In this paper, an improved artificial gorilla troop optimization algorithm (SCAGTO) that combines the sine–cosine algorithm and the Cauchy variant is proposed. To overcome the problem of gorilla stasis in the later stages of the search caused by insufficient population diversity, a refractive backward learning mechanism is introduced in the population initialization. Additionally, a positive cosine mechanism, a nonlinear decreasing search factor, and a weight factor are added to the gorilla discoverer's position to better address the shortcomings of the AGTO algorithm in balancing global and local optimization. Cauchy's variation in the gorilla follower is utilized to mutate the current optimal individual, thereby expanding the feeding range of the gorillas and consequently enhancing the global optimization accuracy and speed of the AGTO algorithm. The SCAGTO algorithm is examined using 30 classical test functions and compared in terms of convergence speed and accuracy tests with other algorithms and the latest gorilla algorithm improvement strategies. The results indicate that the Gorilla search algorithm, which incorporates positive cosine and Cauchy variants, exhibits enhanced performance in global optimization and local exploitation, thereby validating the effectiveness and reliability of the improvement strategy.

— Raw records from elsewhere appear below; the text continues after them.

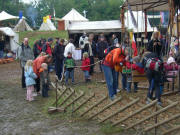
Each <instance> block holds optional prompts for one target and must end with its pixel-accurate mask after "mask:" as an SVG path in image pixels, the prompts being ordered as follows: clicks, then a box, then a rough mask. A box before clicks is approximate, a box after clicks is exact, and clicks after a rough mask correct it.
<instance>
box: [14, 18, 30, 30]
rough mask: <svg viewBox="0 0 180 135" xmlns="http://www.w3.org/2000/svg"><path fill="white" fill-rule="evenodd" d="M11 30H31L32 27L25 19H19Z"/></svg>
mask: <svg viewBox="0 0 180 135" xmlns="http://www.w3.org/2000/svg"><path fill="white" fill-rule="evenodd" d="M13 30H14V31H17V32H22V31H33V30H32V28H31V27H30V26H29V25H28V24H27V22H26V20H25V19H20V20H19V22H18V24H17V25H16V26H15V28H14V29H13Z"/></svg>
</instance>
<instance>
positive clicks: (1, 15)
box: [0, 11, 19, 21]
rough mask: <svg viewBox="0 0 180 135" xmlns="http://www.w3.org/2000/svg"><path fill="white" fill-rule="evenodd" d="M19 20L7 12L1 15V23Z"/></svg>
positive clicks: (3, 12) (0, 20)
mask: <svg viewBox="0 0 180 135" xmlns="http://www.w3.org/2000/svg"><path fill="white" fill-rule="evenodd" d="M18 18H19V17H18V16H13V15H10V14H8V13H6V12H5V11H2V12H1V13H0V21H3V20H9V19H18Z"/></svg>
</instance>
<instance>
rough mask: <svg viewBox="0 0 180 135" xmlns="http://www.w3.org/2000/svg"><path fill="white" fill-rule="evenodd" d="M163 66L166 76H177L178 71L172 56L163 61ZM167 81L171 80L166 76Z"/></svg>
mask: <svg viewBox="0 0 180 135" xmlns="http://www.w3.org/2000/svg"><path fill="white" fill-rule="evenodd" d="M164 68H165V71H166V74H167V76H177V73H178V65H177V64H176V62H175V59H174V58H173V57H169V58H168V60H167V62H166V63H164ZM167 80H168V81H170V82H172V80H173V79H172V78H167Z"/></svg>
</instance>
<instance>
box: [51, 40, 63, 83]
mask: <svg viewBox="0 0 180 135" xmlns="http://www.w3.org/2000/svg"><path fill="white" fill-rule="evenodd" d="M64 48H65V47H64V39H61V40H60V43H58V42H56V45H55V47H54V52H53V54H54V58H55V70H56V75H57V76H58V78H59V80H60V79H61V77H62V71H63V63H64Z"/></svg>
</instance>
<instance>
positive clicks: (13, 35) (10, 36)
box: [0, 27, 19, 52]
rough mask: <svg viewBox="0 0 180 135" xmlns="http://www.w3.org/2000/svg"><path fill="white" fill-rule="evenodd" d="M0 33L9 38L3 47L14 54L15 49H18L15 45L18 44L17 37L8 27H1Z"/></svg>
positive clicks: (18, 37)
mask: <svg viewBox="0 0 180 135" xmlns="http://www.w3.org/2000/svg"><path fill="white" fill-rule="evenodd" d="M0 33H2V34H4V35H6V36H9V39H10V41H9V43H8V44H6V45H5V46H6V48H7V49H10V50H11V51H13V52H16V50H17V48H18V47H19V45H18V44H17V43H18V42H19V35H18V34H17V33H15V32H14V31H13V30H12V29H11V28H9V27H1V28H0Z"/></svg>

The simulation experiments employ higher-dimensional benchmark functions to test the optimization performance of the improved algorithm, while other improved SCAGTO algorithms and popular algorithms are selected for comparison. The experimental results reveal that SCAGTO demonstrates better convergence speed and accuracy for different types of test functions, showcasing a certain degree of competitiveness and stability. Finally, we verify the practical problem-solving capabilities of the improved algorithm through two classical engineering design problems, namely, pressure vessel optimization and welded beam design. The results show that SCAGTO can be applied to solve practical problems and holds promise for engineering applications. The SCAGTO algorithm exhibits certain advantages in optimizing the pressure vessel design problem and the welded beam design problem, confirming the superior optimization capabilities and engineering practicality of the SCAGTO algorithm. However, the introduction of SCAGTO inevitably leads to an increase in running time. Therefore, the future work direction is to make continuous improvements on the existing basis, ensuring optimization performance while reducing running time overhead and enhancing computational efficiency. Secondly, SCAGTO can be applied to multi-objective optimization and further explored in conjunction with practical problems. The follow-up work considers the in-depth application of SCAGTO to other mechanical process optimization designs for the resolution of practical problems.